Il barista cinese chiede sussiegoso: Dottole, vuole la tessela Vip? Noi, perplessi, rispondiamo inorgogliti: «In cosa consiste la tessera Vip?». E lui: La tessela plevede un caffè glatis per ogni 10 caffè pagati... Ok, ma che c'entra il «Vip»? Nulla, è solo per fare scena. Perché - sotto sotto - più siamo Norm e più vorremmo essere un po'Special. E allora ecco moltiplicarsi gli ingressi exclusive (anche al Circolo parrocchiale), gli inviti reserved (anche alla trattoria «da Giggi er puzzone»), le svendite limited edition (anche alla bancarella del mercato rionale). Ma è sul cellulare e sull'iPhone che si scatena una battaglia senza esclusione di app (sta per «applicazioni», ignoranti...) tra Vip autentici, Vip potenziali e Vip tarocchi. I giganti della telefonia mobile hanno annusato il trend, e ora ci danno dentro che è un piacere: c'è chi ha studiato un'apposita «Vip rubrica», chi addirittura ha previsto un codice supplementare per contattare una serie di personaggi famosi che hanno chiesto (e ottenuto) un supernumero a prova di privacy. Telefonini a misura di gente che «può» anche rispetto all'Oroscopovippando, le prime previsioni zodiacali riservate a chi «si sente un Vip»; attenzione, per accedere al servizio basta «sentirsi un Vip», mica esserlo veramente).
Perfino nei maggiori parchi-divertimento d'Italia ormai c'è la fila per i comuni sfigati e la «fila-veloce» per i «soci Vip»: basta mollare 10 euro all'ingresso, ritirare il «pass Vip», e conquistare così il diritto a sorpassare la coda, come nella migliore tradizione italiana.
Quando è tempo di saldi, poi, tra i negozi è ormai abitudine dare la priorità ai clienti della Vip list costantemente aggiornata al fixing della vippaggine. Un capitolo a parte lo meritano le manifestazioni sportive, vera Eldorado dei Vip con tanto di tessera, tribuna e bar: tutti ovviamente Vip. Quando quest'anno - in tempi di spending review - qualche club si è azzardato a ridurre gli accrediti Vip, l'esercito delle very important person si è fatto prendere dalle convulsioni, riottenendo a furor di popolo (popolo Vip ovviamente) il ripristino di tutti privilegi, compreso il cuscino foderato sulla poltroncina e la bibita pagata alla bouvette dello stadio.
Il mondo del commercio ha individuato nel settore Vip una vena aurifera praticamente inesauribile; si spiega anche così la moltiplicazione dei prodotti in limited edition, con effetti spesso tragicomici: sugli scaffali spuntano infatti come funghi appaiono perfino fazzolettini di carta in limited edition, al pari dei confettini per l'alito, delle scatolette di carne, del dentifricio, della birra e (per gli astemi) dell'acqua minerale.
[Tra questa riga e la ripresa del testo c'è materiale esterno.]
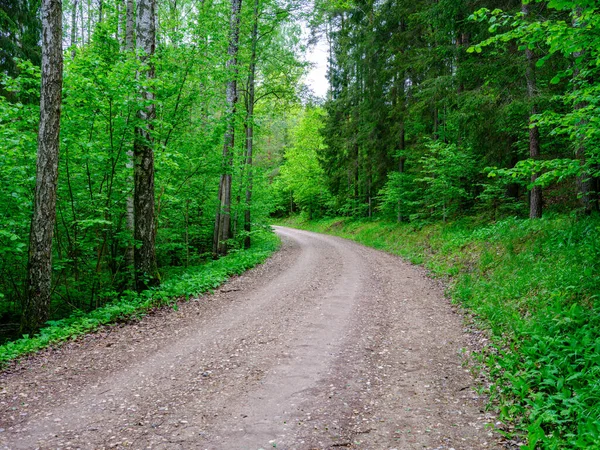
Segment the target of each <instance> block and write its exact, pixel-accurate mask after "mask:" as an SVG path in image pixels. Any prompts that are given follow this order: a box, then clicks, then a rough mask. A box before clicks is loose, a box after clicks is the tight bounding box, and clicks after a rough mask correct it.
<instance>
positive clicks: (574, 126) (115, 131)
mask: <svg viewBox="0 0 600 450" xmlns="http://www.w3.org/2000/svg"><path fill="white" fill-rule="evenodd" d="M44 5H46V3H43V4H40V2H35V1H26V0H20V1H17V2H4V3H2V4H1V8H0V11H2V14H1V16H0V19H1V23H2V31H1V34H0V39H1V40H2V54H1V55H0V64H1V73H2V85H1V88H0V93H1V94H2V101H1V103H0V134H1V138H2V146H3V149H2V154H1V156H0V158H1V159H0V169H1V170H0V177H2V183H1V189H2V195H1V199H2V200H1V201H2V208H1V210H0V223H1V225H2V226H1V227H0V257H1V258H0V274H1V275H2V277H1V281H0V295H1V309H0V312H1V314H2V318H3V319H2V321H3V323H5V324H6V325H5V326H6V327H7V329H8V330H9V331H8V334H10V332H11V331H10V330H13V331H14V330H15V327H17V328H20V329H21V331H26V330H27V329H36V328H37V327H39V326H40V325H41V323H43V322H44V321H45V320H47V319H48V318H52V317H60V316H62V315H65V314H69V313H70V312H72V311H74V310H89V309H93V308H95V307H97V306H99V305H102V304H103V303H105V302H107V301H109V300H111V299H113V298H115V296H119V295H120V294H122V293H123V292H125V291H127V290H132V289H133V290H138V291H141V290H143V289H145V288H146V287H149V286H153V285H157V284H159V283H160V280H161V277H163V276H164V275H165V274H168V272H169V268H170V267H179V266H186V267H187V266H190V265H194V264H200V263H202V261H203V260H206V258H212V257H216V256H218V255H221V254H225V253H227V252H228V251H230V250H232V249H236V248H242V247H248V246H249V245H250V243H251V235H252V233H253V232H254V230H256V229H257V226H258V229H260V224H265V223H267V221H268V217H269V215H270V214H273V213H276V214H279V215H281V214H287V213H289V212H296V211H303V212H306V213H307V214H308V216H310V217H319V216H324V215H347V216H353V217H372V216H374V215H381V216H383V217H387V218H390V219H393V220H397V221H400V222H406V221H412V222H416V223H424V222H428V221H435V220H442V221H447V220H449V219H451V218H454V217H457V216H460V215H463V214H471V213H478V214H479V213H481V214H484V215H486V216H488V217H489V218H491V219H496V218H498V217H501V216H506V215H529V217H531V218H538V217H541V216H542V214H543V212H544V211H547V210H554V211H567V212H568V211H580V212H583V213H586V214H590V213H591V212H593V211H596V210H597V209H598V195H597V191H598V175H599V172H598V167H599V164H598V148H599V146H598V140H599V132H598V130H599V127H598V117H599V114H598V108H599V105H598V98H600V95H599V93H600V92H599V84H598V82H597V80H598V79H599V77H598V69H599V66H598V61H599V59H598V57H599V50H600V38H599V37H598V33H596V32H595V30H597V29H598V27H599V25H600V24H599V23H598V20H599V19H598V17H599V15H598V14H597V13H598V6H597V4H596V2H594V1H587V2H586V1H550V2H546V1H530V2H517V1H510V0H507V1H493V2H491V1H483V0H478V1H468V0H462V1H450V0H439V1H430V0H423V1H410V2H408V1H401V0H385V1H371V0H364V1H363V0H355V1H336V2H330V1H319V0H317V1H315V2H312V3H310V2H309V3H306V2H302V1H291V0H290V1H279V0H254V1H247V2H243V3H242V2H240V1H239V0H234V1H233V2H229V1H220V0H213V1H209V0H205V1H202V2H191V1H183V2H177V1H154V0H151V1H149V0H148V1H141V0H140V1H138V2H137V3H136V2H134V1H133V0H123V1H121V0H95V1H92V0H69V1H66V2H64V4H62V11H61V14H60V17H58V16H57V17H58V18H59V19H61V20H57V21H56V23H55V24H54V25H53V24H52V23H51V22H50V21H47V23H46V22H44V21H43V20H42V18H44V17H46V16H44V14H43V13H42V12H40V7H42V10H41V11H45V9H44ZM42 22H44V26H47V27H50V26H56V27H60V28H58V29H59V31H60V33H61V34H60V35H61V36H62V40H61V42H60V45H61V50H62V53H63V57H64V70H62V71H61V75H62V76H63V78H64V82H63V85H62V98H61V100H62V116H61V121H60V143H59V144H60V145H59V147H60V151H59V152H58V153H57V155H58V159H57V161H58V162H57V164H58V165H57V173H58V174H60V176H59V178H58V182H57V183H56V186H55V188H53V189H55V191H56V193H55V195H56V198H57V203H56V206H55V207H51V208H50V209H51V211H49V214H50V215H49V216H48V217H54V216H52V214H54V215H55V218H56V219H55V220H56V222H55V224H53V225H52V226H51V228H52V232H51V233H49V237H48V238H47V239H50V240H51V242H49V245H50V247H48V248H51V249H52V250H51V255H47V257H48V258H50V256H51V258H52V259H51V261H52V262H51V267H52V268H51V282H52V283H51V288H45V289H46V290H47V291H48V292H47V294H44V295H46V297H47V299H51V300H50V301H49V303H48V306H47V308H45V309H46V310H47V311H46V312H44V313H43V314H42V316H41V317H40V320H41V322H40V321H39V320H38V321H37V322H36V321H34V322H33V323H31V324H29V323H28V322H27V321H25V322H24V321H23V320H25V319H23V317H22V316H23V314H22V312H23V311H24V308H25V310H27V305H29V303H30V300H31V297H32V293H31V292H28V289H29V290H30V291H31V289H30V286H28V283H29V284H31V282H32V280H33V278H31V277H32V272H31V271H32V265H33V266H34V265H35V264H33V262H32V260H31V258H34V259H35V258H36V256H35V255H34V254H33V253H32V251H34V250H35V249H36V248H37V246H38V245H41V244H36V245H33V244H32V243H31V242H33V241H30V236H34V235H37V234H36V233H37V231H36V227H39V226H40V225H35V223H34V222H35V220H34V222H32V221H31V217H32V212H36V211H37V210H36V209H35V208H34V204H37V205H38V206H37V207H36V208H38V209H40V210H41V211H42V212H43V210H44V208H45V207H46V206H48V205H46V204H45V203H44V202H43V201H39V199H38V200H36V198H37V197H36V196H37V195H38V194H39V192H38V191H39V189H40V185H39V180H40V175H39V173H40V170H41V169H40V167H39V164H40V162H39V161H38V169H37V171H38V176H37V182H38V190H35V193H34V185H35V184H36V176H35V173H36V169H35V166H36V154H37V155H38V158H39V157H40V156H39V155H41V150H40V151H39V152H38V145H40V143H43V142H44V140H43V139H42V140H39V139H41V138H39V137H38V138H36V136H37V135H38V123H39V122H38V120H39V118H40V117H42V119H43V118H44V117H45V111H43V110H42V111H41V112H40V80H43V79H44V77H48V76H49V75H48V74H47V73H44V71H45V70H47V69H48V68H49V67H50V68H51V67H53V64H49V65H48V66H47V67H45V66H44V65H43V64H41V60H42V57H41V55H42V51H41V49H40V46H41V45H42V44H43V42H42V41H41V39H40V36H41V35H42ZM302 22H303V23H305V24H306V25H305V26H304V27H301V26H300V23H302ZM302 28H307V29H310V31H311V35H312V40H313V41H314V40H315V39H322V40H326V42H327V43H328V44H329V60H328V65H329V68H328V81H329V84H330V89H329V93H328V95H327V98H326V99H324V100H323V99H316V98H314V97H311V95H310V92H309V90H307V87H306V86H304V85H303V84H302V82H301V79H302V75H303V74H304V73H305V72H306V68H307V65H306V63H304V62H303V60H302V51H303V48H304V44H305V41H303V39H302V34H303V32H302ZM54 66H56V64H54ZM42 84H43V83H42ZM43 93H44V91H43V90H42V94H43ZM42 103H44V100H43V97H42ZM40 133H41V132H40ZM40 136H41V134H40ZM57 145H58V144H57ZM219 180H220V181H219ZM41 186H42V187H43V183H42V185H41ZM40 192H42V191H40ZM48 192H50V193H51V192H52V190H50V191H48ZM39 195H41V194H39ZM36 202H37V203H36ZM50 206H51V205H50ZM34 210H35V211H34ZM36 214H37V212H36ZM35 217H36V215H35V214H34V218H35ZM44 220H46V219H44ZM52 220H54V219H52ZM42 222H43V221H42ZM252 224H254V225H255V226H254V227H253V226H252ZM40 236H41V235H40ZM28 249H29V252H28ZM34 253H35V252H34ZM32 255H33V256H32ZM28 259H29V260H28ZM48 261H49V260H48ZM48 267H49V266H48ZM28 268H29V274H28ZM36 289H37V288H36ZM48 289H50V290H48ZM36 295H37V294H36ZM31 301H33V300H31ZM28 302H29V303H28ZM27 314H33V313H27ZM19 322H21V325H20V327H18V326H17V324H18V323H19Z"/></svg>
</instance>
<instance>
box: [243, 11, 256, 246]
mask: <svg viewBox="0 0 600 450" xmlns="http://www.w3.org/2000/svg"><path fill="white" fill-rule="evenodd" d="M259 1H260V0H254V23H253V26H252V44H251V46H252V51H251V55H250V70H249V73H248V103H247V106H246V110H247V117H246V166H247V167H248V184H247V185H246V207H245V209H244V231H245V232H246V237H245V238H244V247H245V248H250V245H251V243H252V242H251V238H250V231H251V230H252V226H251V222H250V220H251V216H250V208H251V206H252V182H253V180H252V175H253V174H252V152H253V147H254V99H255V78H256V47H257V44H258V6H259Z"/></svg>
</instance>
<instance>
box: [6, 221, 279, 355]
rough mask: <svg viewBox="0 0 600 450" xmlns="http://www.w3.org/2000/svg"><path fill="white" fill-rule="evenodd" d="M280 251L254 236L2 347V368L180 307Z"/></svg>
mask: <svg viewBox="0 0 600 450" xmlns="http://www.w3.org/2000/svg"><path fill="white" fill-rule="evenodd" d="M277 248H279V239H278V238H277V236H276V235H275V234H274V233H271V232H269V233H267V232H260V233H253V245H252V248H250V249H249V250H238V251H233V252H230V253H229V254H228V255H227V256H225V257H223V258H220V259H218V260H215V261H210V262H208V263H206V264H203V265H201V266H196V267H189V268H187V269H185V271H181V270H180V271H178V272H179V273H176V272H174V271H173V272H172V273H171V274H167V277H166V280H165V281H164V283H163V284H162V285H161V286H160V288H157V289H151V290H148V291H144V292H142V293H141V294H137V293H135V292H126V293H125V294H124V295H122V296H121V297H119V298H118V299H115V300H114V301H113V302H111V303H109V304H107V305H105V306H103V307H101V308H98V309H96V310H94V311H92V312H89V313H85V314H84V313H80V314H74V315H72V316H70V317H68V318H65V319H61V320H57V321H50V322H48V326H46V327H45V328H42V329H41V330H40V332H39V333H38V334H36V335H34V336H25V337H23V338H21V339H18V340H15V341H12V342H8V343H6V344H4V345H2V346H0V366H2V365H4V364H6V363H7V362H8V361H11V360H14V359H17V358H19V357H21V356H23V355H26V354H29V353H33V352H35V351H38V350H40V349H43V348H45V347H48V346H50V345H53V344H57V343H60V342H62V341H66V340H68V339H71V338H74V337H76V336H79V335H82V334H85V333H89V332H92V331H94V330H96V329H97V328H99V327H101V326H102V325H108V324H111V323H115V322H120V321H124V320H129V319H132V318H135V317H141V316H143V315H144V314H145V313H147V312H148V311H150V310H152V309H153V308H157V307H160V306H164V305H171V306H173V307H174V308H176V307H177V302H178V301H180V300H181V299H182V298H186V299H187V298H189V297H191V296H195V295H199V294H202V293H205V292H208V291H211V290H212V289H215V288H217V287H218V286H220V285H221V284H223V283H224V282H225V281H227V280H228V279H229V278H230V277H231V276H233V275H239V274H241V273H243V272H245V271H246V270H248V269H250V268H252V267H254V266H256V265H257V264H260V263H262V262H264V261H265V260H266V259H267V258H268V257H269V256H270V255H271V254H272V253H273V252H274V251H275V250H277Z"/></svg>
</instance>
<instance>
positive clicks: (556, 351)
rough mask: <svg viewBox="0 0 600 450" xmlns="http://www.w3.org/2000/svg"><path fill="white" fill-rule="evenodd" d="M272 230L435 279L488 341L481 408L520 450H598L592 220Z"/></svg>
mask: <svg viewBox="0 0 600 450" xmlns="http://www.w3.org/2000/svg"><path fill="white" fill-rule="evenodd" d="M280 224H281V225H289V226H295V227H297V228H303V229H308V230H313V231H320V232H326V233H329V234H335V235H338V236H341V237H345V238H350V239H353V240H355V241H357V242H360V243H363V244H365V245H368V246H371V247H375V248H378V249H382V250H386V251H388V252H391V253H395V254H398V255H400V256H402V257H404V258H406V259H407V260H409V261H411V262H413V263H416V264H423V265H424V266H425V267H426V268H428V269H429V270H430V271H431V273H432V275H434V276H438V277H445V278H447V280H448V282H449V291H448V292H449V294H450V296H451V298H452V299H453V301H454V302H456V303H459V304H461V305H462V306H464V307H465V308H467V309H468V310H470V311H471V312H472V313H473V314H474V316H475V318H476V320H477V321H478V323H479V325H480V326H481V327H484V328H487V329H488V330H489V333H490V336H491V338H492V339H491V341H492V344H491V348H489V349H488V350H487V351H485V352H483V353H481V354H480V355H479V359H480V361H481V363H482V364H484V365H485V366H486V367H487V371H488V372H489V376H490V380H491V383H492V384H491V386H490V388H489V392H488V394H489V396H490V405H491V406H492V407H494V408H497V409H498V410H499V415H500V419H501V420H502V421H504V422H505V423H511V424H512V425H513V426H515V429H516V430H517V433H518V434H522V435H524V436H526V438H527V442H528V443H527V445H526V446H524V447H522V448H526V449H531V450H533V449H537V448H543V449H575V448H580V449H583V448H585V449H600V299H599V295H600V219H599V218H598V217H585V218H581V217H579V218H578V217H574V216H566V215H549V216H548V217H546V218H544V219H541V220H535V221H531V220H526V219H516V218H509V219H505V220H502V221H499V222H496V223H491V224H490V223H489V222H481V221H479V220H478V219H477V218H464V219H462V220H459V221H456V222H453V223H448V224H442V223H436V224H430V225H425V226H422V227H415V226H412V225H410V224H395V223H388V222H382V221H353V220H351V219H340V218H335V219H326V220H320V221H313V222H307V221H303V220H302V219H300V218H298V217H295V218H290V219H287V220H284V221H282V222H281V223H280Z"/></svg>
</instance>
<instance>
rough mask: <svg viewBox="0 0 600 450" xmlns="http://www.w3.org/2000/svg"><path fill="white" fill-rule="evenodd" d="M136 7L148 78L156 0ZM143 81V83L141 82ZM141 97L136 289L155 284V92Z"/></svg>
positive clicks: (136, 268)
mask: <svg viewBox="0 0 600 450" xmlns="http://www.w3.org/2000/svg"><path fill="white" fill-rule="evenodd" d="M137 6H138V9H137V27H136V28H137V29H136V35H137V48H138V50H139V55H140V56H139V57H140V60H141V62H142V63H143V64H145V69H143V70H144V71H143V72H142V73H140V74H138V76H140V77H143V76H145V77H146V79H147V80H152V79H153V78H154V66H153V63H152V61H151V58H152V56H153V55H154V50H155V38H156V28H155V27H156V25H155V24H156V22H155V15H156V3H155V0H139V1H138V5H137ZM142 84H144V83H142ZM140 97H141V100H143V101H145V102H146V103H147V104H146V106H145V107H144V108H142V109H140V110H138V119H139V124H138V126H137V127H136V129H135V140H134V145H133V156H134V195H133V203H134V237H135V241H136V246H135V250H134V261H135V264H134V265H135V283H136V289H137V290H138V292H139V291H142V290H144V289H147V288H149V287H151V286H155V285H156V284H158V281H159V278H158V271H157V266H156V251H155V239H156V224H155V214H154V150H153V138H152V131H153V124H152V122H153V120H154V119H155V117H156V106H155V104H154V93H153V92H152V91H151V90H150V88H148V87H142V88H141V92H140Z"/></svg>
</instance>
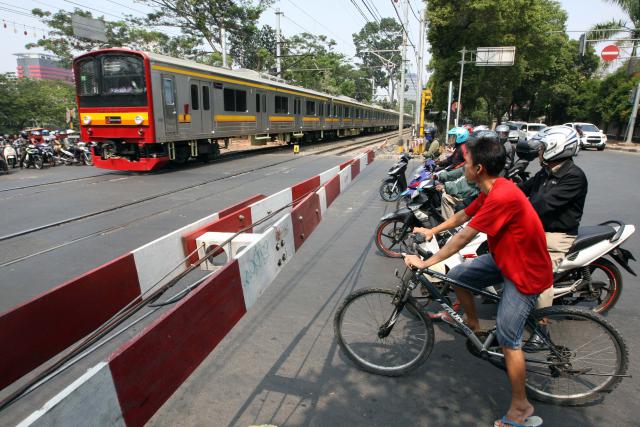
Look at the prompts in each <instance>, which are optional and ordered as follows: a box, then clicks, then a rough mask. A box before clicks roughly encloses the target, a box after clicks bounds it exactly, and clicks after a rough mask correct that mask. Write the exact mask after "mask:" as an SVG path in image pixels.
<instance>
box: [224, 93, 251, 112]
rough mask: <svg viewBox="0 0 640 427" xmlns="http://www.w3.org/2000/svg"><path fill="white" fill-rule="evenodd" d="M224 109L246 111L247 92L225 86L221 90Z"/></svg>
mask: <svg viewBox="0 0 640 427" xmlns="http://www.w3.org/2000/svg"><path fill="white" fill-rule="evenodd" d="M223 98H224V110H225V111H238V112H246V111H247V92H246V91H244V90H236V89H229V88H225V89H224V91H223Z"/></svg>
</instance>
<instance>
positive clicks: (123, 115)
mask: <svg viewBox="0 0 640 427" xmlns="http://www.w3.org/2000/svg"><path fill="white" fill-rule="evenodd" d="M149 70H150V67H149V59H148V58H147V57H146V56H145V55H144V53H141V52H135V51H131V50H127V49H105V50H100V51H97V52H91V53H88V54H85V55H82V56H79V57H77V58H76V59H75V60H74V72H75V76H76V96H77V103H78V113H79V116H80V131H81V138H82V141H85V142H89V141H91V142H95V143H96V145H95V147H94V164H95V165H96V166H97V167H99V168H105V169H115V170H128V171H149V170H153V169H157V168H160V167H162V166H163V165H164V164H166V163H168V162H169V157H168V155H167V153H166V151H165V146H164V144H157V143H156V140H155V129H154V119H153V99H152V91H151V78H150V71H149Z"/></svg>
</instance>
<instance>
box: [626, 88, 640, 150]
mask: <svg viewBox="0 0 640 427" xmlns="http://www.w3.org/2000/svg"><path fill="white" fill-rule="evenodd" d="M638 101H640V83H638V86H637V87H636V96H635V99H634V100H633V109H632V110H631V117H630V118H629V129H628V130H627V144H631V142H633V130H634V128H635V127H636V117H637V116H638V103H639V102H638Z"/></svg>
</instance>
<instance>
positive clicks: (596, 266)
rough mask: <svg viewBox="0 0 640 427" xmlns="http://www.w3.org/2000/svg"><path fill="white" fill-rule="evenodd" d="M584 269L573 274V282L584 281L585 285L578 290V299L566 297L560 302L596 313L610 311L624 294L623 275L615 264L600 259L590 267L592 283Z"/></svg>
mask: <svg viewBox="0 0 640 427" xmlns="http://www.w3.org/2000/svg"><path fill="white" fill-rule="evenodd" d="M584 276H585V271H584V269H580V270H576V271H574V272H572V273H571V278H572V279H573V280H577V279H583V280H584V282H585V284H583V285H582V286H581V287H580V288H578V290H577V292H579V296H578V297H572V296H566V297H564V298H562V299H561V300H560V304H563V305H579V306H583V307H585V308H589V309H590V310H592V311H595V312H596V313H600V314H602V313H605V312H607V311H609V310H610V309H611V308H612V307H613V306H614V305H615V304H616V302H618V298H620V294H621V292H622V274H621V273H620V270H619V269H618V267H616V265H615V264H614V263H612V262H611V261H609V260H608V259H606V258H598V259H597V260H595V261H593V262H592V263H591V264H590V265H589V276H590V279H591V280H590V283H591V286H592V287H593V290H590V289H589V280H586V279H589V278H588V277H584Z"/></svg>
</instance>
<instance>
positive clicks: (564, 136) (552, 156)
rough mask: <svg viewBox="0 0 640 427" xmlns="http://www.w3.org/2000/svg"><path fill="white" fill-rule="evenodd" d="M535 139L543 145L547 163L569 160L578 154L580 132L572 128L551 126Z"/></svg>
mask: <svg viewBox="0 0 640 427" xmlns="http://www.w3.org/2000/svg"><path fill="white" fill-rule="evenodd" d="M533 138H534V139H538V140H539V141H540V144H542V148H543V150H544V152H543V154H542V159H543V161H544V162H545V163H550V162H558V161H561V160H565V159H569V158H571V157H573V156H575V155H576V154H577V153H578V148H579V145H578V132H576V131H575V129H573V128H572V127H569V126H563V125H559V126H550V127H548V128H545V129H544V130H542V131H540V132H538V134H537V135H536V136H534V137H533Z"/></svg>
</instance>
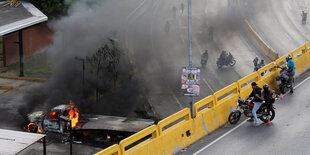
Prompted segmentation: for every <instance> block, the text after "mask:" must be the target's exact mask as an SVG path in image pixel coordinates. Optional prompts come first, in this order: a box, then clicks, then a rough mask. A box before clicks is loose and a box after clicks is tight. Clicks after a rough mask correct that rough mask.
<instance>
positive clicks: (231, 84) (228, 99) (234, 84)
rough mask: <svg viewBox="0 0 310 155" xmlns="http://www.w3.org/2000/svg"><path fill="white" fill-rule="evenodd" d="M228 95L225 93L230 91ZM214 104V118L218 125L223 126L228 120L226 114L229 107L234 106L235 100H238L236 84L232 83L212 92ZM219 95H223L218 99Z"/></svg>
mask: <svg viewBox="0 0 310 155" xmlns="http://www.w3.org/2000/svg"><path fill="white" fill-rule="evenodd" d="M230 92H232V93H231V94H229V95H228V96H225V95H227V93H230ZM214 96H215V100H216V105H215V107H214V114H215V117H216V118H215V119H216V121H217V122H218V123H219V125H220V126H223V125H224V124H226V123H227V121H228V119H227V118H228V116H229V113H230V111H231V109H233V108H235V106H236V101H237V100H238V96H239V93H238V84H237V83H233V84H231V85H229V86H227V87H225V88H223V89H221V90H219V91H218V92H215V93H214ZM220 97H223V98H222V99H219V98H220Z"/></svg>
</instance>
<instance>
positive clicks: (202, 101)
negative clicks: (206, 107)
mask: <svg viewBox="0 0 310 155" xmlns="http://www.w3.org/2000/svg"><path fill="white" fill-rule="evenodd" d="M215 102H216V101H215V98H214V95H210V96H208V97H206V98H204V99H202V100H200V101H198V102H196V103H195V104H194V113H195V116H197V115H198V112H199V111H200V108H202V107H204V106H208V107H211V108H212V107H214V106H215V104H216V103H215ZM205 108H206V107H205Z"/></svg>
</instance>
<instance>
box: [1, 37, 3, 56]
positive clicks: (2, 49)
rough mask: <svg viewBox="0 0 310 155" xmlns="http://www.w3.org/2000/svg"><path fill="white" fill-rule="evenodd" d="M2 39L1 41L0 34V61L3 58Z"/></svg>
mask: <svg viewBox="0 0 310 155" xmlns="http://www.w3.org/2000/svg"><path fill="white" fill-rule="evenodd" d="M2 53H3V41H2V36H0V61H2V60H3V54H2Z"/></svg>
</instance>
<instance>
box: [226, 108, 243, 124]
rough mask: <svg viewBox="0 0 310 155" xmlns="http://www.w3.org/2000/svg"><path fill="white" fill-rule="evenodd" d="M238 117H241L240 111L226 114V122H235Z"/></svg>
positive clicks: (237, 111)
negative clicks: (227, 118)
mask: <svg viewBox="0 0 310 155" xmlns="http://www.w3.org/2000/svg"><path fill="white" fill-rule="evenodd" d="M240 117H241V112H240V111H235V112H231V113H230V114H229V116H228V122H229V123H230V124H236V123H237V122H238V121H239V119H240Z"/></svg>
Un fenomeno, questo della sindrome del Vip, che sembra andare di pari passo con un'altra tendenza che la dice lunga sul sogno di tanti (troppi) italiani di apparire quello che non sono. Ci riferiamo alla voglia matta di nobiltà. L'Italia, infatti, oltre ad essere un Paese di santi, navigatori e ct della nazionale, è pure una nazione di aspiranti conti, duchi e marchesi. Circa 20 mila persone all'anno si sbattono come pazzi alla disperata ricerca di una trasfusione di sangue (blu). Roba costosa. E chi non può disporre di grandi somme? Può sempre ripiegare su quei banchetti presenti nelle feste patronali che, in cambio di pochi euro, ti stampano un «attestato» col tuo cognome, «garantendo» che la tua famiglia è imparentata alla larga - ma molto alla larga - con quella dei Windsor. Patacche, certo. Ma la «sindrome di Lord Brummell» è dura a morire.